Kalau hanya terkait dengan cara berpakaian, waria bisa berpakaian laki-laki tanpa gincu yang belebihan. Soal gerakan-gerakan ketika melangkah dan berbicara itu merupakan bagian dari fisik dan psikologis mereka. Lagi pula apa masalahnya jika ada mahasiswa, maaf, banci?
Tidak Ingkari Cinta
Apakah banci itu aib atau otomatis sebagai seorang pendosa hanya karena gerakan badan?
Apakah universitas kemudian bisa menjamin tidak ada dosen, staf administari, keamanan dan mahasiswa yang pernah atau sering berzina?
Untung saja tidak ada universitas yang melakukan tes keperawanan dan tidak melakukan tes keperjakaan. Soalnya, di negeri ini tanggung jawab moral hanya dibebankan kepada perempuan. Buktinya, yang ada hanya tes keperawanan. Apakah ada yang bisa menjamin laki-laki yang menikah pertama selalu perjaka?

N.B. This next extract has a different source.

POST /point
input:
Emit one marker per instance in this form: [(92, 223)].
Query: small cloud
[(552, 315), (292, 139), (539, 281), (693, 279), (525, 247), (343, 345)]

LGBT ada di ranah orientasi seksual yang tidak kasat mata karena ada dalam pikiran seseorang. Tidak ada tanda-tanda atau ciri-ciri yang khas pada fisik lesbian, gay dan biseksual pada diri seorang dengan orientasi seks homoseksual dan biseksual.
Bagaimana universitas bisa mengenali calon mahasiswa dengan orientasi seksual lesbian, gay dan biseksual?
Rupanya dibuktikan melalui surat pernyataan: “Dengan ini menyatakan bahwa saya tidak termasuk dalam kelompok/kaum Lesbian, Gay, Transgender (LGBT).”
Tentu saja waria otomatis gugur sebagai mahasiswa karena tidak bisa disembunyikan. Dalam surat pernyataan tidak lengkap karena biseksual tidak disebut. Apakah ini kelalaian atau memang disengaja?